Maybe Quebec City - that place apparently gets real fun on big NE, but a very looong 6hr drive.

Windy. Funny how we wind slaves comb the internet for all these weather models in hopes for the next blast. More funny perhaps how we seem to neglect all the other weather components: Frigid and rainy, i.e. nasty. Should be fun!

Wednesday, October 07, 2009

Damn, that was fun!

Holy crap... Just had one of the best wave-riding sessions of my life.

Sandbanks again, surprise surprise. This place is THE best wave sailing spot in mainland Ontario/Quebec no doubt.

I did a real early shift and was there by 7:30. The waves looked pretty disappointing to start, but there was potential. Mac's looked lame, so I went to Outlet Beach. It was also pretty marginal, but all of a sudden, ramped up to nuclear. Rigged 3.7 and played around, or should I say, got spanked around, in building waves and winds 30 gusting 40. It sapped a lot of my strength, and was not the best call, since it was practically on-shore. A few others were out too, and eventually it was the 3.0's and 3.2's that dominated the spot. Everyone else was getting spit out.

One knob tried to launch a kite in that, and was swiftly rejected. I reckon he was pretty lucky to get out of that idiocy unscathed... but what do I know about kiting...

Ilan, Jack and I popped up to Mac's, and lots of the Quebec gang was already there! At MY spot!! I don't even know why I bother going to the beach anymore. Mac's is the best spot at Sandbanks, no doubt about it... hence i like to call it my spot.

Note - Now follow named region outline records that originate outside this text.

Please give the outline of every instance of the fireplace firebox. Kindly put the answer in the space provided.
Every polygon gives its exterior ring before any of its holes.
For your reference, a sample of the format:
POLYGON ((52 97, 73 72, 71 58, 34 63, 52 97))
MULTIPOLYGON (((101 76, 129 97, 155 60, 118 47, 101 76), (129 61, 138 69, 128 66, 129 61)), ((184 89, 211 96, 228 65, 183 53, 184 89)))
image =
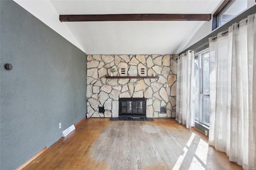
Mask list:
POLYGON ((146 117, 145 98, 119 98, 119 116, 146 117))

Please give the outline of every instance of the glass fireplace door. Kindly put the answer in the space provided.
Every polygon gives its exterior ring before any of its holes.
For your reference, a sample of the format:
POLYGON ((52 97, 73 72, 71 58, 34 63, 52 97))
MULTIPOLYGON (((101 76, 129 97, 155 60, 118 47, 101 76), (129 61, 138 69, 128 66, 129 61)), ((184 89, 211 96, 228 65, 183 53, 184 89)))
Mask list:
POLYGON ((146 100, 144 99, 120 99, 119 115, 146 116, 146 100), (138 99, 141 100, 138 101, 138 99))

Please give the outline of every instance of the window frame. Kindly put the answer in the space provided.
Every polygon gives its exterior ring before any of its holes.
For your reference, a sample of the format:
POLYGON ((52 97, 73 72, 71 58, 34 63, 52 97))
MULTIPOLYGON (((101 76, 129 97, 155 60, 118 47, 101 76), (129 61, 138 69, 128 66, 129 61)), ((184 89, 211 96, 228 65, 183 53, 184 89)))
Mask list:
POLYGON ((226 9, 227 7, 231 4, 235 0, 224 0, 220 7, 216 10, 212 15, 212 30, 213 31, 218 27, 218 16, 223 10, 226 9))
POLYGON ((210 124, 207 123, 204 123, 202 121, 202 96, 208 96, 210 97, 210 92, 209 94, 204 93, 202 91, 202 88, 203 88, 203 75, 202 70, 202 54, 204 54, 206 52, 209 52, 209 48, 208 47, 204 49, 201 50, 200 51, 198 51, 194 55, 194 56, 197 56, 198 57, 198 66, 199 66, 199 74, 198 76, 199 80, 199 87, 195 87, 196 88, 198 88, 199 90, 199 93, 196 94, 196 95, 199 95, 198 97, 198 118, 196 117, 195 115, 195 121, 198 124, 200 125, 203 125, 203 126, 205 127, 207 127, 208 128, 209 128, 210 126, 210 124))

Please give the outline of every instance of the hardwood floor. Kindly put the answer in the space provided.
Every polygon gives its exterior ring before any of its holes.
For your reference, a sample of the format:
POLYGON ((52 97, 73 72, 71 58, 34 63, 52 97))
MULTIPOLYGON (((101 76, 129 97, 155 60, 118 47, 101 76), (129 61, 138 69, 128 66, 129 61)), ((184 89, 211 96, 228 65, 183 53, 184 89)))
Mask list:
POLYGON ((23 169, 242 169, 173 119, 109 119, 82 121, 23 169))

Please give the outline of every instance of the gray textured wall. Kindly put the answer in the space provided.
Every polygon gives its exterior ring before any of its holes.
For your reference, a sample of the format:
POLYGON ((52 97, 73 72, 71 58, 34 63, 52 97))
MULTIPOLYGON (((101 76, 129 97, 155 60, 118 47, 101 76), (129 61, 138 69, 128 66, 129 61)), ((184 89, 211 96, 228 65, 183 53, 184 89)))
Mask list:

It really surprised me. Again, out on 3.7, maxed, but with much less shorebreak and infinitely more rideable waves... coming in in sweet sets, up to mast high I'm guessing. First run out was probably the best waveride of my life. Nothing fancy, just down-the-line bomb with about 6 or 7 solid gouges on the waveface... I've never had a wave that good in all my life, Maui, Hatteras, Oz, NZ, you name it. Best wave ever. I think it was just luck, but those types of waves kept rolling in, and it was the best session I can remember in a long time. Lots of powered bottom turns followed by slashy and carvey top-turns.

Props again to the Quebec and Ottawa gangs for some great times. With luck, there might be some video and maybe some photos.

I'll be dreaming about this one for a while.